Supplying some actual translations

The translations of our example, will reside in the corresponding files as seen in the file structure from above.

{"btnEnglish":"English", "btnGerman": "German"}
{"btnEnglish":"Englisch", "btnGerman": "Deutsch"}

Step 4 – Load languages and go!

Now you could tell the translator to actually look for the available languages, we specified above. This could be done inside an async Form Load handler, or anything similar.
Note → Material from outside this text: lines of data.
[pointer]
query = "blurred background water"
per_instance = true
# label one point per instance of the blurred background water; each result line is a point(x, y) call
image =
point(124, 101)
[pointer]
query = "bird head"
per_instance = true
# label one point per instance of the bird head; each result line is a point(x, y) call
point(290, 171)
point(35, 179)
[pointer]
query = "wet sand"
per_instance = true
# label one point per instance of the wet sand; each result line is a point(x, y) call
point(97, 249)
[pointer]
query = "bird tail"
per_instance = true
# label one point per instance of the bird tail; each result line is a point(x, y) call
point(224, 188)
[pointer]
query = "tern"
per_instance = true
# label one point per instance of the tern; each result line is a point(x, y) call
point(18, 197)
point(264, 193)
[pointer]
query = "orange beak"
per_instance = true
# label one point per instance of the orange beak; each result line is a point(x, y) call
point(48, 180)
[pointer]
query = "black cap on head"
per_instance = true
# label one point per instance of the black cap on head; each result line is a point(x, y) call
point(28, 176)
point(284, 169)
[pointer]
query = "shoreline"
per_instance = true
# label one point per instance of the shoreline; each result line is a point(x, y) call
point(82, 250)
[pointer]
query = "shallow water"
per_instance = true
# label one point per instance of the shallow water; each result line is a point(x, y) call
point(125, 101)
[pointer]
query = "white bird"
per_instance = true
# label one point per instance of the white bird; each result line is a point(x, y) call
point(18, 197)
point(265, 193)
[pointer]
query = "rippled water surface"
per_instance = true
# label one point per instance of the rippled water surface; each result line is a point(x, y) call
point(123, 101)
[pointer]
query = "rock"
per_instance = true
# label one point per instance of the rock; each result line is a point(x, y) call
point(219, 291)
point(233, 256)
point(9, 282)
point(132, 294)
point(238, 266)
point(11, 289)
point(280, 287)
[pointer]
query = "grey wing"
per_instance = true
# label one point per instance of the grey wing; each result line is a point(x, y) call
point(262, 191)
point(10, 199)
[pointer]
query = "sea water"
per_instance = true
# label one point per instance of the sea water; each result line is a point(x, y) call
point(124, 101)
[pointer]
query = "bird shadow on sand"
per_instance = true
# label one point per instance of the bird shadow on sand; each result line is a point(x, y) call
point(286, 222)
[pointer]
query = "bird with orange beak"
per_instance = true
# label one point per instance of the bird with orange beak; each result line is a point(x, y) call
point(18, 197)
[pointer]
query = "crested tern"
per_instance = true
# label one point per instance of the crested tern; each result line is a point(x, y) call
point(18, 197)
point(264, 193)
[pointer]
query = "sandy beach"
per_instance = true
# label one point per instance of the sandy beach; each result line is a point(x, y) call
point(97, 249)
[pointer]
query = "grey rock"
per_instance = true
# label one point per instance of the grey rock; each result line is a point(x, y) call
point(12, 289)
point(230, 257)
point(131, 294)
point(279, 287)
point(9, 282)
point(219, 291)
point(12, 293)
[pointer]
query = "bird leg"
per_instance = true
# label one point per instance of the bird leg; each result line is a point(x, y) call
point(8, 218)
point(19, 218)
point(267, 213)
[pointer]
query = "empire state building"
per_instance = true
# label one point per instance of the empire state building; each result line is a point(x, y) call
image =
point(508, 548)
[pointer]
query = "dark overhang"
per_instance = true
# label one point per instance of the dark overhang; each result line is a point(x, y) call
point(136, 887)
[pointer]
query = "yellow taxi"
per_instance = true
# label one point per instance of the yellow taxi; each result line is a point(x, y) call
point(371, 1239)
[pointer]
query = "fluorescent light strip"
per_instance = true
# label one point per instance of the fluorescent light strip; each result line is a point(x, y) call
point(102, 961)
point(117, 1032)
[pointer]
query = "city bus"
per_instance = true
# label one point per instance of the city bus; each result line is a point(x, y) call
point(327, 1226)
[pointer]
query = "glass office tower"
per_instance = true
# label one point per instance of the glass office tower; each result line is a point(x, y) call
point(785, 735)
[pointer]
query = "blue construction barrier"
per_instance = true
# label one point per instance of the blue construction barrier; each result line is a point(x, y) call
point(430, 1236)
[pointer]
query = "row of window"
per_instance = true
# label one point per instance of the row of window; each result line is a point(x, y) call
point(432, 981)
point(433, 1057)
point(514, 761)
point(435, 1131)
If you’ve used/chained the „WithLanguage“ function from above, the language will be set after loading has completed.

    public Form1()
    {
        // Translator initialization from step 2
        InitializeComponent();
        Load += Form1_Load;
    }

    private async void Form1_Load(object sender, EventArgs e)
    {
        await Translator.Instance.LoadLanguagesAsync();
        // after the languages have been loaded, the translator
        // set the language automatically, if WithLanguage("en-US")
        // has been used during initialization
        // if not, you could just trigger the initial language
        // change/set now
        // await Translator.Instance.ChangeLanguageAsync("en-US");

        // you could now get a specific translation by
        // (keep in mind, that on using WithLanguage, you
        // would actually need to like listen to the initial
        // LanguageChanged event, to get the translation)
        ITranslation translation = Translator.Instance.Translate("btnEnglish");
        // translation.Value -> English in en-US, Englisch in de-DE
    }

Optional – Further language changes at runtime

If you want the translator to support additional language changes at runtime, just chain the „WithUpdates()“ method on initialization. This behaviour is disabled for efficiency by default (not everyone needs it.. and the typical thing is mostly, to just restart your app..).